My heart reached my mouth when the terror attacks happened on Wednesday. Ironically Neeraj Pandey’s acclaimed terror film is called A Wednesday. Poor Subhash Ghai was under a different kind of attack. Now where did that come from? Parts of Bollywood began celebrating the failure of his latest film even before it was properly in the theatre. So what happens to all the hard work that Mr Ghai and his team put in? The care taken to mix just the right notes?Or the subtle changes in the topography where each change reflects a certain state of mind?

Nuances and subtleties have become passé now. It’s about the cinema of hanging out with the guys (two of the big hits Jaane Tu… Ya Jaane Na and Rock On were about that). Or it’s all about the cinema of letting it all hang out (Fashion, Dostana). We strive to swear by the cinema of subtleties.
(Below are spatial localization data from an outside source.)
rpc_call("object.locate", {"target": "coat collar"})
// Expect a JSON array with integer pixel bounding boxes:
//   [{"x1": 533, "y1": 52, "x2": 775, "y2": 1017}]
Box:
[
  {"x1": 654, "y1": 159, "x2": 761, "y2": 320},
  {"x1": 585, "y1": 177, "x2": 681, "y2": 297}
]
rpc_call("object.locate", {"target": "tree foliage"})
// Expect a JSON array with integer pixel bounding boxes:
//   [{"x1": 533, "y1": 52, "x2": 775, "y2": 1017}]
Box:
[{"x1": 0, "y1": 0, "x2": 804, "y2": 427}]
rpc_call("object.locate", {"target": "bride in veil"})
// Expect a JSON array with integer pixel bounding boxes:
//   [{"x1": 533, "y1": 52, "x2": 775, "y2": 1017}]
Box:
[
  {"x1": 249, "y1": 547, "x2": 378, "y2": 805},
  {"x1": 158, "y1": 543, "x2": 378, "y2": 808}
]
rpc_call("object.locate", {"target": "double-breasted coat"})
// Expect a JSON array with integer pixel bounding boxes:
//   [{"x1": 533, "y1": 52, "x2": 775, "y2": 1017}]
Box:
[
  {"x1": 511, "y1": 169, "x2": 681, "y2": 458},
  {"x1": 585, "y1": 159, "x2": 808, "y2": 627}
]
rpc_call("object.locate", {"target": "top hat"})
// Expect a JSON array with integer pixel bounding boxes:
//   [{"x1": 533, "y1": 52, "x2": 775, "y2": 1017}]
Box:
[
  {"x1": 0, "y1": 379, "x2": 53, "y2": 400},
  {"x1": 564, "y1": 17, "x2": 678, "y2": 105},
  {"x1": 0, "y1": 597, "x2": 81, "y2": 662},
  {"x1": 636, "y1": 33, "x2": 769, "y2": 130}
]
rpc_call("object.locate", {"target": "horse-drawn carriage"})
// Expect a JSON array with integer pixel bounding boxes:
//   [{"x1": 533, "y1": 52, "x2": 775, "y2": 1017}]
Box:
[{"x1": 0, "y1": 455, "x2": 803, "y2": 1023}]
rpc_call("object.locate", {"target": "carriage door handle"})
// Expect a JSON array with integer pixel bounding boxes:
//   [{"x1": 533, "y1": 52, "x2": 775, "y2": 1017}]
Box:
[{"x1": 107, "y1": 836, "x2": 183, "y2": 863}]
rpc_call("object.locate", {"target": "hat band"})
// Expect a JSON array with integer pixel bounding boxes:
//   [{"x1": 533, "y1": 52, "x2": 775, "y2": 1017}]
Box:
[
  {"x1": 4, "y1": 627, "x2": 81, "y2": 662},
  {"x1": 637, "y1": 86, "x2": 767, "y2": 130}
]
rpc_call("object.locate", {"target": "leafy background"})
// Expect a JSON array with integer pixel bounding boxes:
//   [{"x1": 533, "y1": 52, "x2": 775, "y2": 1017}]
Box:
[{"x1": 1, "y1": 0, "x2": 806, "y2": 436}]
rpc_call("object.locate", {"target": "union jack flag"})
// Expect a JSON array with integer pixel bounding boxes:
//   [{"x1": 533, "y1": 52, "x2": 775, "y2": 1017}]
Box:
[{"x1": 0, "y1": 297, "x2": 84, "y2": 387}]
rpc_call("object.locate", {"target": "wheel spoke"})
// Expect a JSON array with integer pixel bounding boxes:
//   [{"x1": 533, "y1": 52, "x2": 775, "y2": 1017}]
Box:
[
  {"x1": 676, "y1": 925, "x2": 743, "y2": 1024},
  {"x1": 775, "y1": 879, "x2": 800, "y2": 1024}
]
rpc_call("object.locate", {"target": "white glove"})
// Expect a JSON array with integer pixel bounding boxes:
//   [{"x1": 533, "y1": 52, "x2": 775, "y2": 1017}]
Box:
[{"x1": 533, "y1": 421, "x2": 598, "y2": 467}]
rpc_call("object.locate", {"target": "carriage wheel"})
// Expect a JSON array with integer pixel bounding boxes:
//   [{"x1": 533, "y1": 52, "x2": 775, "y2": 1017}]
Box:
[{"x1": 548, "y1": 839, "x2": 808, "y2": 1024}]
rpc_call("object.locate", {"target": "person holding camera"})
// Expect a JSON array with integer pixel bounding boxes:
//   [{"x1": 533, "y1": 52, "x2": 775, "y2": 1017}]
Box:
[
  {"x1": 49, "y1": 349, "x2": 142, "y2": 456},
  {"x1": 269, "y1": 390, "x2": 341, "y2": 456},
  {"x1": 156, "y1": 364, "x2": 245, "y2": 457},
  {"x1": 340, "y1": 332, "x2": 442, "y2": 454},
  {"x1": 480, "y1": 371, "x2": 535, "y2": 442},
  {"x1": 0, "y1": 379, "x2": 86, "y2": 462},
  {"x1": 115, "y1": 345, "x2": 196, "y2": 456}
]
But what happened to Vinay Pathak’s Dasvidaniyan? We want super-heroes flying through the air, not a grown-up veteran actor being bullied and beaten up by his siblings. Anil Kapoor in Yuvvraaj looks so harassed and vulnerable you wonder if there’s a direct link between being a good guy and playing them.

It’s those little gestures that give your good breeding away. If you visit the Bachchans you’d know one or the other member of the family sees you out, and not just to the door. But to the front gate right to your car. Anil Kapoor comes to your car too. And if you are on out of towner he insists that his driver take you to wherever you go next. That Anil and Ghai have remained friends and creative associates for longer than any other actor-director team shows that once in a while the business of friendship does merge with the pleasure of professionalism in our industry.

Most ‘friendships’ in the entertainment business end once the tie-up gets unproductive Two years ago every actor wanted to work with JP Dutta. Today, they’re all gone. The worst hit was filmmaker Sanjay Leela Bhansali. What happened to him after the release of Saawariya could only be described as the before-andafter effect. I saw and heard colleagues bitching him out at the premiere of the movie. Then I saw some of them going up to Sanjay to congratulate him for what a film he had made.

But the damage is not irreversible. You really can’t keep a good man down. No wonder Karan Johar, Yash Chopra and now Sanjay Leela Bhansali have decided never to have a premiere.
They say Guru Dutt’s Kaagaz Ke Phool had flopped on the day of the first preview. Those close to Dutt came out shaking their heads and saying, It won’t work.

It did. Today, Kaagaz Ke Phool is recognised as an all-time classic. But its failure broke Guru Dutt’s morale. Ghai is shaken but not stirred. But the attitude of negativity can never go out of fashion. The industry loves to celebrate failure. There was a time when certain producers were known to uncork champagne bottles the minute a rival floundered. It looks like that golden era is back. Cheers to that.